Animal welfare campaigners urged the Government to "fight fire with fire" yesterday as environment ministers met in Alaska for a four-day showdown over whaling. Countries opposed to commercial hunting are hopeful of gathering enough votes at the International Whaling Conference to overturn a motion passed last year calling for its resumption. But Greenpeace accused ministers of not doing enough to persuade other countries to ensure they attended the annual summit and were able to vote. Last year, pro-whaling nations led by Japan succeeded in passing a declaration, by one vote, calling for a "resumption of commercial whaling on a sustainable basis". It was seen as a symbolic victory in a campaign to gain the 75 per cent support needed to overturn a ban of more than 20 years on commercial whaling altogether. Japan, Iceland and Norway all exploit loopholes to continue the practice - partly under the guise of scientific research - to the fury of campaigners.

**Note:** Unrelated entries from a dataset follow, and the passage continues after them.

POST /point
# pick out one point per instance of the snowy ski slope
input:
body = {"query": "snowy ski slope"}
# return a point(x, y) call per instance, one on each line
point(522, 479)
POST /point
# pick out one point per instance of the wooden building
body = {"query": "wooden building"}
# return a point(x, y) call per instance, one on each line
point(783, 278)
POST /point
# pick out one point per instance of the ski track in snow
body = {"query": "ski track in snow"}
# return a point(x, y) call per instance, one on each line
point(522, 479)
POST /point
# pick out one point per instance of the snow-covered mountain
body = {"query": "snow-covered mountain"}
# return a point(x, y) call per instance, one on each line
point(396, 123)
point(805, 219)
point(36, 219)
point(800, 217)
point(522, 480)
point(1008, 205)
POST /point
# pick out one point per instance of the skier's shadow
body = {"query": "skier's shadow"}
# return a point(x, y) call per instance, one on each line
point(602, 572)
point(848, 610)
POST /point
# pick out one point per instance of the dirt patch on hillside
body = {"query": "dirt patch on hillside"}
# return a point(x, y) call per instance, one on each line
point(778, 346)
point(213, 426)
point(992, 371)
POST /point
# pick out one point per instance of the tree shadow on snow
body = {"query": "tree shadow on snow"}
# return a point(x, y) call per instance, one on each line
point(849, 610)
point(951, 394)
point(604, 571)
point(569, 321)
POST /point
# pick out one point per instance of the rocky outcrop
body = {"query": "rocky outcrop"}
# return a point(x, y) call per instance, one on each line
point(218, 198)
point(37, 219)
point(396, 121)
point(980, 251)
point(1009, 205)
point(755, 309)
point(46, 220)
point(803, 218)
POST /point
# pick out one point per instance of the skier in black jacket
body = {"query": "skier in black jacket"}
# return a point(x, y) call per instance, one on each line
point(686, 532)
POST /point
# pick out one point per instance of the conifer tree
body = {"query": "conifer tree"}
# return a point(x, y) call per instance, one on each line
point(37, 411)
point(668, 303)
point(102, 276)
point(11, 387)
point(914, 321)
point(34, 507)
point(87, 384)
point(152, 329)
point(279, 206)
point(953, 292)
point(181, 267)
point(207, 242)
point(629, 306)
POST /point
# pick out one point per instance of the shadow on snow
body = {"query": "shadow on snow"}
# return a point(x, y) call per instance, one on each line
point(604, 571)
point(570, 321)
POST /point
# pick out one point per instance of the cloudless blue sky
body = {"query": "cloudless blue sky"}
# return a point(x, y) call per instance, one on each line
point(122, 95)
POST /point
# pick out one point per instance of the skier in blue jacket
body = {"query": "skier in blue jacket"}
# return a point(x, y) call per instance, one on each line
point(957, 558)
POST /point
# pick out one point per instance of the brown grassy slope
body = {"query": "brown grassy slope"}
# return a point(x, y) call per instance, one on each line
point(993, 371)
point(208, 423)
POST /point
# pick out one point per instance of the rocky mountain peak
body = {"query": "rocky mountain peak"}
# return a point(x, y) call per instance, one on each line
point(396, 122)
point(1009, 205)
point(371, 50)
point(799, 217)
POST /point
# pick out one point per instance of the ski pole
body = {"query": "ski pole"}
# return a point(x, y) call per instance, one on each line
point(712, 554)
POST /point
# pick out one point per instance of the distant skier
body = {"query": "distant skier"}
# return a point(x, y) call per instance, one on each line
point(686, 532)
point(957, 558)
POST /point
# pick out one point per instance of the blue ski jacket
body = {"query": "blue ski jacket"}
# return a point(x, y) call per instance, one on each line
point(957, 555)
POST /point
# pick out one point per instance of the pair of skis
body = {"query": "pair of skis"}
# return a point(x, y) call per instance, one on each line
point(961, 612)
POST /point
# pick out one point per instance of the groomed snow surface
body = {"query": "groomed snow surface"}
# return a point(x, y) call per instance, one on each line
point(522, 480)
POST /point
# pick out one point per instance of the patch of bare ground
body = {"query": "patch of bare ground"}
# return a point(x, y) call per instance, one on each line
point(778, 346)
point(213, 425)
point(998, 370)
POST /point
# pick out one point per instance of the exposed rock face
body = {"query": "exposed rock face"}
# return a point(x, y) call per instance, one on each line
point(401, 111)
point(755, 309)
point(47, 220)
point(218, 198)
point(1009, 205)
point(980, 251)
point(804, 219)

Barry Gardiner, the Biodiversity minister, is attending the conference, confident that the UK has succeeded in winning the vital backing of several more nations. A spokeswomen for the Department for Environment, Food and Rural Affairs said the UK "strongly supports" the moratorium and would resist all attempts to lift it. "The UK will strongly urge Japan, Iceland and Norway to cease whaling and will encourage any country planning scientific research to use non-lethal methods," she said. "Our guiding principle will be that neither the condition of whale populations nor the measures foreseen to control whaling are such as to justify a resumption of commercial whaling."
The UK had led efforts to recruit more support to the cause, she said in a booklet for which Tony Blair wrote a foreword. "We have already had some success: Croatia, Cyprus, Greece and Slovenia have already joined in time for this year's meeting. Peru and Costa Rica have regained voting rights, and several more EU states are indicating their intention to join in time for next year's meeting." However, Willie Mackenzie, the Greenpeace UK oceans campaigner, said it was still unclear how much extra support the pro-whalers had mustered over the past 12 months. And he complained that Mr Blair had not met calls to write to other sympathetic leaders asking for their support, leaving such diplomatic moves until after the IWC meeting. That was "pointless", he said. "Greenpeace and other NGOs have been working for a long time to persuade the UK and other like-minded states to step up their game and fight fire with fire and take this on at a higher level. "Some of that may be bearing fruit," he said. Defra said that it would also use the IWC to promote the adoption of a new whale sanctuary in the South Atlantic.